United Nations Children’s Fund has given Nigeria’s food regulation agency 36 kits that test for micronutrients in foods without recourse to a laboratory.

The kits can test for vitamin A in manufactured products–many of which are not verified by National Agency for Food and Drug Administration and Control (NAFDAC) and produce results in 10 minutes.

UNICEF’s nutrition specialist, Dr Bamidele Omotola, who presented the kits to NAFDAC, said the agency had to ensure zero tolerance for fake food products.

“Now that we are talking about Vitamin A levels, the kits are very important, they will easily tell if the products are fake or not,” said Omotola.

“If it is fake, NAFDAC has the responsibility to ensure that the food product does not get to the market,” he urged.
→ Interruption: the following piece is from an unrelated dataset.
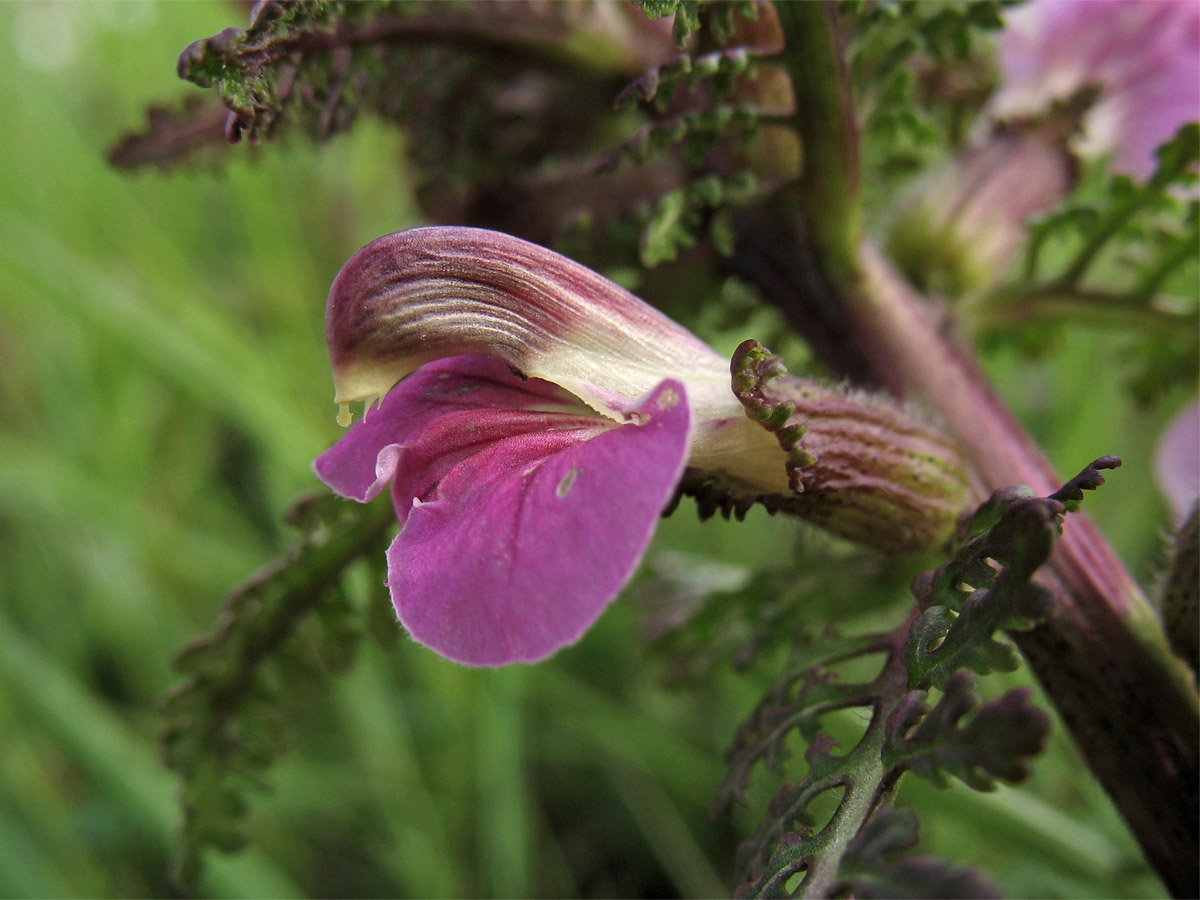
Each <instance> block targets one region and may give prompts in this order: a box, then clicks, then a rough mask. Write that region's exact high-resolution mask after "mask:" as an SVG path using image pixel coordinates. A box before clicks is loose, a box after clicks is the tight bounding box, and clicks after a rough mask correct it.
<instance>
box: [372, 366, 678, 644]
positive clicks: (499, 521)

Micronutrient levels in food are crucial to the country’s biofortification programme, and new kits in NAFDAC’s possession can be used to test for nutrients in vegetable oil, flour and sugar–all foods that should mandatorily contain vitamin A.

In biofortification, micro nutrients and vitamins are added to foods.

NAFDAC director-general, Dr Paul Orhii, emphasised: “If we are able to regulate foods very well, we will be able to reduce the rate of which Nigerians get ill; and the rate of drug intake will also be reduced.”

He added it would also help reduce the rate at which people get exposed to fake and counterfeit drugs.

“In food, the quality is very important for better nourishment of the body,” he observed.

In September, the agency received i-Check kits, portable devices that can allow officials test for minerals as magnesium and fluorine in foods out in the field and without recourse to laboratories.